The place demonstrates rare, uncommon or endangered aspects of Queensland's cultural heritage.

The man and his hotel became synonymous: the use of the Corones name as the hotel name represented a significant break in the English tradition of the naming of hotels within an accepted nomenclature, a marketing strategy which was to see both the man and his hotel achieve (a joint and severable) iconic status in the west. That this icon was also of Greek origin was even more singular: Greek migration to Queensland in this century was most visible in the small business sector; the Greek cafe and green grocer became standard fixtures in the state's cities and throughout rural Queensland. Harry Corones' move into the hotel industry and the scale in which it was undertaken (uncompromisingly proclaimed by his ambitious plans for the Hotel Corones) represented a significant leap. Moreover, in the (predominantly British) mythology of the (Queensland) west, the Greek hero was (and is) a rarity.

The place is important in demonstrating the principal characteristics of a particular class of cultural places.

The Hotel Corones is the major work of architect William Hodgen whose Toowoomba practice extended throughout the west including a number of country hotels including others in Charleville (Hotel Charleville 1912; and the Hotel Corone's close relative the Hotel Charleville as rebuilt (again) 1931). A dominant landmark in the Charleville townscape, the quality and intactness of the hotel in particular the interiors (including not only the accommodation areas of the hotel, foyer, and dining room, but also uncommonly, a substantially intact bar area) as well as furnishings and fittings make the Hotel Corones an exceptional example of an intact interwar hotel (albeit one conceived on a grand scale).

The place is important because of its aesthetic significance.

In common with so many Queensland country towns, a number of timber buildings in Charleville (including the hotel previously leased by Harry Corones, the Hotel Charleville) had been destroyed by fire. The Hotel Corones was one of several substantial masonry buildings erected in Charleville during the 1920s and 1930s: particularly given that so few of the earlier major buildings of the town remain these buildings are an important part of the built fabric of the town as well as a demonstrable attempt to break with a rather bleak tradition associated with the use of timber as a building material in the hot dry climate of the west.

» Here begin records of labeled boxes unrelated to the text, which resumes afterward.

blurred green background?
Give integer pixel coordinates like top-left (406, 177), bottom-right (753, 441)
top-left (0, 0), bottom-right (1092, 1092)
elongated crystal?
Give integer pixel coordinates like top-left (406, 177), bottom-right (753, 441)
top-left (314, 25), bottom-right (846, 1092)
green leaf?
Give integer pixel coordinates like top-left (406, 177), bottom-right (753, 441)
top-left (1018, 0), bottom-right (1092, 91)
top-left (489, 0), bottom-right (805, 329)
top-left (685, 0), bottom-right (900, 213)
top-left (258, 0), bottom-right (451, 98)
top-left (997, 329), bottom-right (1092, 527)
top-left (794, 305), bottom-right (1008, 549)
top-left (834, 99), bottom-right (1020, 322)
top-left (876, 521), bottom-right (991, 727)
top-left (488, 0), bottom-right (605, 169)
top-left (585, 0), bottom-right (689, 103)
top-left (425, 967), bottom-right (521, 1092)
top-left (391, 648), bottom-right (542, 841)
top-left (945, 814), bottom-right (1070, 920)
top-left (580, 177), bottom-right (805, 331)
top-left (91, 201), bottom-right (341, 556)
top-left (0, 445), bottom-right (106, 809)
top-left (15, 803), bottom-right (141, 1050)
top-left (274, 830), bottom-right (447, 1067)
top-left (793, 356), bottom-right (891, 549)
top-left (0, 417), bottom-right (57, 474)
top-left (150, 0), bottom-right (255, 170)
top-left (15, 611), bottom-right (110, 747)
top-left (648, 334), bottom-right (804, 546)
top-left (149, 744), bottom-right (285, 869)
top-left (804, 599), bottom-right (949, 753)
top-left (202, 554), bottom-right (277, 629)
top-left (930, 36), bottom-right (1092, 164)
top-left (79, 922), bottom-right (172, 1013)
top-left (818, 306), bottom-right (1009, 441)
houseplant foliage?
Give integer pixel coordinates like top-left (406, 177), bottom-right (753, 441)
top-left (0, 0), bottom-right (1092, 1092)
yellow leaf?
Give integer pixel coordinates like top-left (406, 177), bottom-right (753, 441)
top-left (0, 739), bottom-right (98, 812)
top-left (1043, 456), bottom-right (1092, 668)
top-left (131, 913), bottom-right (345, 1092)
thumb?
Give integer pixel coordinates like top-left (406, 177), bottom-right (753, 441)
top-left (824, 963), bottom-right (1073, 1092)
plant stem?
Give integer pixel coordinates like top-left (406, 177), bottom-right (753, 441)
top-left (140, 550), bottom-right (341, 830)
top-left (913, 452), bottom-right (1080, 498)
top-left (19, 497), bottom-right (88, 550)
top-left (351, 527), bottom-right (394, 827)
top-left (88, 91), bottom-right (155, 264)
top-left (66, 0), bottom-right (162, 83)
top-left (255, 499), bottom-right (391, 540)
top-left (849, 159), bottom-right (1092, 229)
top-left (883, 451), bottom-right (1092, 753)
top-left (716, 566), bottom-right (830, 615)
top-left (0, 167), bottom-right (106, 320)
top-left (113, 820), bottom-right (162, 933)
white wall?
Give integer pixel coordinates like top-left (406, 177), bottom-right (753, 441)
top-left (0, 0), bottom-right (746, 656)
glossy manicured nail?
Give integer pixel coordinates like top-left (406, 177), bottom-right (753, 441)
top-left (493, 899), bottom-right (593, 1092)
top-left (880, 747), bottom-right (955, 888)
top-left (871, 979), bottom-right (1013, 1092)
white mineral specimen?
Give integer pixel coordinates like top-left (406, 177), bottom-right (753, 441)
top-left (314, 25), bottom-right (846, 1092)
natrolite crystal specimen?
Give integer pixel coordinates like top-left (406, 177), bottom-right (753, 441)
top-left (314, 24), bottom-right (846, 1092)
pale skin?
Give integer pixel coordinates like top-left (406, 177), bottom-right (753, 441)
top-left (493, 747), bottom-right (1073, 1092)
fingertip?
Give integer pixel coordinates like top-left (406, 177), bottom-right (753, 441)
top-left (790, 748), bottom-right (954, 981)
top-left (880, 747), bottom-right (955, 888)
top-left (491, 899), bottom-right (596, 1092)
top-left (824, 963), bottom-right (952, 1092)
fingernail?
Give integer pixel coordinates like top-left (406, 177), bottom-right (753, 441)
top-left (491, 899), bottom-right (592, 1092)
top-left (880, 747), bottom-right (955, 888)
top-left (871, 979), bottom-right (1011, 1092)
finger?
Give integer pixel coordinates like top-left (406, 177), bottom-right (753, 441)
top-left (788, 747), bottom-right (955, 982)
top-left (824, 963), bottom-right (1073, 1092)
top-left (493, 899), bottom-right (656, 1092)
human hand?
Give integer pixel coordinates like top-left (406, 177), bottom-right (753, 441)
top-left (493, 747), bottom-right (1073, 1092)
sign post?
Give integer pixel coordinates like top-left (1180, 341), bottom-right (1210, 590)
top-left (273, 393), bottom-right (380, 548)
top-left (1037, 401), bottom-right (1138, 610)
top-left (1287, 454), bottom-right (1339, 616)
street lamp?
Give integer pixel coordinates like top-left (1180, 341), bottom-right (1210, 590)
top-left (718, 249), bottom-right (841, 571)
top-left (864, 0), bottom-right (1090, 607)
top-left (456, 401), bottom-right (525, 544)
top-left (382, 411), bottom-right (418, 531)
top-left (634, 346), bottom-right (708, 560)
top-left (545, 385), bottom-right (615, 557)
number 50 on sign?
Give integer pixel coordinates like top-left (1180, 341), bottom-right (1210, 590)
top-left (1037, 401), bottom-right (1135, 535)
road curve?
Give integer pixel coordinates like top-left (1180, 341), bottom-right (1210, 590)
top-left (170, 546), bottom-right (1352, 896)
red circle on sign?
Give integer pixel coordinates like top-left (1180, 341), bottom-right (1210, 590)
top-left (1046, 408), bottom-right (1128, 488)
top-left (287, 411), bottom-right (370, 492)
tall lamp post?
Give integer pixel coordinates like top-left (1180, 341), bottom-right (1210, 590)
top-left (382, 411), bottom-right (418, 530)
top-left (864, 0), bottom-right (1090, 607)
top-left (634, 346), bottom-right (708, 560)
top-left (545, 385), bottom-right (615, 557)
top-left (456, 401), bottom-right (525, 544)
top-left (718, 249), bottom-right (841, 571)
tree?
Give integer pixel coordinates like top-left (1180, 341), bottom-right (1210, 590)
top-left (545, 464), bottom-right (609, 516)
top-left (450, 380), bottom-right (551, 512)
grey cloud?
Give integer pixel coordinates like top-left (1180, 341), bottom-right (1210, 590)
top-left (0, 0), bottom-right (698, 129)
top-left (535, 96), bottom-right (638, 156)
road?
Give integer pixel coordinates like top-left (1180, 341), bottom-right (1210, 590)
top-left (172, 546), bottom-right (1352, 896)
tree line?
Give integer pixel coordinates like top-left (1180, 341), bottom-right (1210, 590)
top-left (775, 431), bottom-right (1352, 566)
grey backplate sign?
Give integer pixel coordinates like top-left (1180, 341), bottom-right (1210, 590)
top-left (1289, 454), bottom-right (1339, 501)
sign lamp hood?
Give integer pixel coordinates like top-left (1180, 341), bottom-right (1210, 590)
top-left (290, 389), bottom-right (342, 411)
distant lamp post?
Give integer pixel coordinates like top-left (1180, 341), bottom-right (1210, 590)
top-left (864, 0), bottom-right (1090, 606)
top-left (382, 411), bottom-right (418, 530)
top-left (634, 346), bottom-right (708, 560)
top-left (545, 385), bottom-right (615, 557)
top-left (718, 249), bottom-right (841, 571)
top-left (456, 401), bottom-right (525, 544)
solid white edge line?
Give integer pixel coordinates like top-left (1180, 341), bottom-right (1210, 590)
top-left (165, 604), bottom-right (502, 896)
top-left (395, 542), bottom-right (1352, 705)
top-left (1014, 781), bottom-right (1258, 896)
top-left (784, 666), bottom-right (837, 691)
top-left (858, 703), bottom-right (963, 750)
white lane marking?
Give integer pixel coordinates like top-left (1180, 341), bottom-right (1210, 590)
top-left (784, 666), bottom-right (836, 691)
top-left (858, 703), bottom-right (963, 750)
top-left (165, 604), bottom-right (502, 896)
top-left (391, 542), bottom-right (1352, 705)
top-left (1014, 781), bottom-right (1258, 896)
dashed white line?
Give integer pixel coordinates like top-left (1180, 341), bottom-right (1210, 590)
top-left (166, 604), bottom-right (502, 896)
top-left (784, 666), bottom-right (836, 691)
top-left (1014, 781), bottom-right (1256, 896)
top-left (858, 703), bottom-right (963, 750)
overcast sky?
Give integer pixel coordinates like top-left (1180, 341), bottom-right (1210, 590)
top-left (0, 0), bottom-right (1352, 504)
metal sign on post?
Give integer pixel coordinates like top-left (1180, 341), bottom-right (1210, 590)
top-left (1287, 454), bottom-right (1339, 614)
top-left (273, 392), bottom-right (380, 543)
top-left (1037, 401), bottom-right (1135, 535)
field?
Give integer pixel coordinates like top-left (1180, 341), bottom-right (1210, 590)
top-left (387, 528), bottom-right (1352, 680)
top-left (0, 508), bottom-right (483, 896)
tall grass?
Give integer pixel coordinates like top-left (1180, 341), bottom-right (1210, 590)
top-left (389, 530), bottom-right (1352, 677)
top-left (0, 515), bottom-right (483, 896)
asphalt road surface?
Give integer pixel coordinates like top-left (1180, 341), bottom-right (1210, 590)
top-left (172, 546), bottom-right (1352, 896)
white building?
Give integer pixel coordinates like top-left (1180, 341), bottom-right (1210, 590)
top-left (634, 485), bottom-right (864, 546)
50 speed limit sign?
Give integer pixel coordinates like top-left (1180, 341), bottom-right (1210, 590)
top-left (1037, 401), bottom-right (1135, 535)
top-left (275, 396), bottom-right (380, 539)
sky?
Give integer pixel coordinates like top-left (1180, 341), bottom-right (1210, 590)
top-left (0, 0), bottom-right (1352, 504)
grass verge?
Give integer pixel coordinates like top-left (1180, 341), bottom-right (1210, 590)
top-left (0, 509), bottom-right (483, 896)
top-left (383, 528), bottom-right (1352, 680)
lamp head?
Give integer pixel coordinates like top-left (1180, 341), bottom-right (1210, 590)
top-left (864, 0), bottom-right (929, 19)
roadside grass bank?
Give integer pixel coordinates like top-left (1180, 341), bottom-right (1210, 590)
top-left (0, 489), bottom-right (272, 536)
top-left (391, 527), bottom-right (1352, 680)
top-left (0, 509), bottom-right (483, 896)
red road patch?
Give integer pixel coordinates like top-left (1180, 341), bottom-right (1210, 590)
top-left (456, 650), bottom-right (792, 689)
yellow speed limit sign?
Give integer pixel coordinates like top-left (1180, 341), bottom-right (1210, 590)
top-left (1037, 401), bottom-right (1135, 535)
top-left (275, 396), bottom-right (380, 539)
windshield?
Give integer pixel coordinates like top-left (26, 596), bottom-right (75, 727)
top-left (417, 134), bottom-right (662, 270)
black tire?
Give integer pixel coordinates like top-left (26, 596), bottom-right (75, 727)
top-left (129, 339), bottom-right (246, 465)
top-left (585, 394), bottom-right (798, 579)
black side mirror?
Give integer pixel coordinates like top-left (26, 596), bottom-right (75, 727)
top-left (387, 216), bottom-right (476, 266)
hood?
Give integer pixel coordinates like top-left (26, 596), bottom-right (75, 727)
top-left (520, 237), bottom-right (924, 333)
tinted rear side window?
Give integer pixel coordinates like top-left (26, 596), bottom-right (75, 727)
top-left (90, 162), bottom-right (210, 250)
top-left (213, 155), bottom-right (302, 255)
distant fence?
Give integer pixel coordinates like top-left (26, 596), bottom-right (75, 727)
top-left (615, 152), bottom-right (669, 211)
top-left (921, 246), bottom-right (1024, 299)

The place has a strong or special association with a particular community or cultural group for social, cultural or spiritual reasons.

Riding on the statewide economic boom of the 1920s, Harry "Poppa" Corones built his hotel which was to become a byword for hospitality in the west. Spanning nearly a block of Charleville's main street, the Hotel Corones was also to become in the succeeding decades, a symbol of both the prosperity and the changing fortunes of the town and the pastoral industry of south west Queensland, which it served.

The place has a special association with the life or work of a particular person, group or organisation of importance in Queensland's history.

The man and his hotel became synonymous: the use of the Corones name as the hotel name represented a significant break in the English tradition of the naming of hotels within an accepted nomenclature, a marketing strategy which was to see both the man and his hotel achieve (a joint and severable) iconic status in the west. That this icon was also of Greek origin was even more singular: Greek migration to Queensland in this century was most visible in the small business sector; the Greek cafe and green grocer became standard fixtures in the state's cities and throughout rural Queensland. Harry Corones' move into the hotel industry and the scale in which it was undertaken (uncompromisingly proclaimed by his ambitious plans for the Hotel Corones) represented a significant leap. Moreover, in the (predominantly British) mythology of the (Queensland) west, the Greek hero was (and is) a rarity.